Without Ross Gelbspan, DeSmog may have never existed. It was Ross’s books and journalism that sparked the flames of outrage and opportunity that inspired Jim Hoggan to create the DeSmogBlog in late 2005. Jim had recently read Boiling Point, Ross’s 2004 book chronicling the fossil fuel industries’ strategy of denial and delay, which Gelbspan correctly labeled a crime against humanity.
“I had always known about the potential for public manipulation, but I had never conceived of a campaign so huge, well-funded, and well-organized,” Hoggan wrote in Climate Cover-Up, his book with Richard Littlemore which was dedicated to Ross Gelbspan. “What Ross found struck me as a revelation.”
Hoggan consulted his friends and colleagues who had also read Gelbspan’s books and decided to take on the climate science deniers and their willing accomplices in public relations firms — Jim’s own industry — by creating DeSmog and writing Climate Cover-Up.
Ross Gelbspan was drawn to the DeSmog project, and continued to write for us long after his retirement. In 2006, he revealed a major scoop on DeSmog about the “Vampire Memo” outlining a coal, oil- and Koch-funded propaganda campaign which Gelbspan concluded “represents the triumph of greed over the most basic human instinct — that of survival.”
Kevin Grandia, who was one of the first people hired to write on DeSmog, and remains a key partner of ours today, recalled to me that, “Ross was a true legend of the old-school hard hitting journalistic style. Working with him on investigations was something I will never forget. Wherever Ross is now he’s probably giving someone the gears as we speak.”
Kert Davies, one of the world’s leading experts on climate denial (and a dear friend of mine since 2000), recalled to me that, “In the 1990s, Ross was our ‘Yoda’, guiding a new generation of investigators, who continue to this day trying to expose and dissemble the climate denial machine.”
That resonated with me especially since I wouldn’t be doing this work if it weren’t for Ross either.
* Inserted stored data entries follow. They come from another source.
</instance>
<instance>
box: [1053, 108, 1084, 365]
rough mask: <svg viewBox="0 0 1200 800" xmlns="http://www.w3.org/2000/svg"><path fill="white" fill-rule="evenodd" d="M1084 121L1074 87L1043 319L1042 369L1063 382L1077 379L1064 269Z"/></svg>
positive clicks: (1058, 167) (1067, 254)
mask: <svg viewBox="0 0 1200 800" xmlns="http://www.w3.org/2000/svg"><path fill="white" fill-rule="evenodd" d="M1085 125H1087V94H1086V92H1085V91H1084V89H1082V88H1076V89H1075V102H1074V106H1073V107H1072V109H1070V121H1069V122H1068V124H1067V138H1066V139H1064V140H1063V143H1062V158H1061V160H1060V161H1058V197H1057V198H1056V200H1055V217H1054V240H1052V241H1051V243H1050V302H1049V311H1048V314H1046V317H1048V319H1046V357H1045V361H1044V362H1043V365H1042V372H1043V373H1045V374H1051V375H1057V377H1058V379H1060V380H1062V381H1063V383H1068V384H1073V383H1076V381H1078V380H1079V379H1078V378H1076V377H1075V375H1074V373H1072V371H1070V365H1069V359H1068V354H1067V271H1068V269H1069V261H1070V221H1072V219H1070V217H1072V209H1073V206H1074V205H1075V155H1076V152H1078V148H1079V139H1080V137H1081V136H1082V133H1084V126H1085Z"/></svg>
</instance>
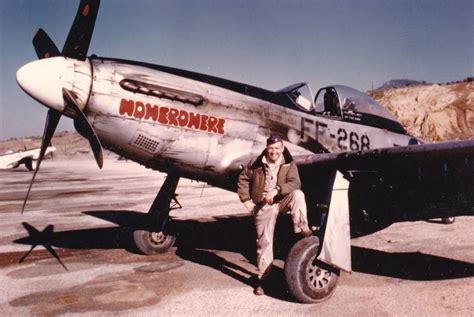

His 1997 book, The Heat Is On, was my personal introduction to the climate denial phenomenon. I met Ross in 1999 when he spoke at a Boston training for the Public Interest Research Group, and we bonded instantly when I showed him my dog-eared and tattered copy and asked him to sign it. Imagine my surprise when I joined DeSmog in 2008 and learned that Ross had inspired its creation.
The entire DeSmog team is honored to have benefited from Gelbspan’s inspiration and contributions to climate journalism. As Jim Hoggan reminded me yesterday, we are all standing on the shoulders of giants like Ross who preceded us in exposing some of the key documents and actions of the fossil fuel industries’ ongoing climate disinformation campaign.
Richard Littlemore provided another bit of early history.
“In the DeSmogBlog’s first outing, Ross joined the fledgling team at COP 11 in Montreal in 2005 and during that visit, he said — with what now must be credited as touching naivety — that he thought we were late to the party. He said, so reasonably, that his two books on the topic of organized climate change denial had completely exposed the perpetrators; surely the world would now disregard their input. I so wish he had been right, and, even today, I envy his optimism as much as I admire his example,” Littlemore said.
Rest well, Ross. Know that all of us will do our best to carry on your work.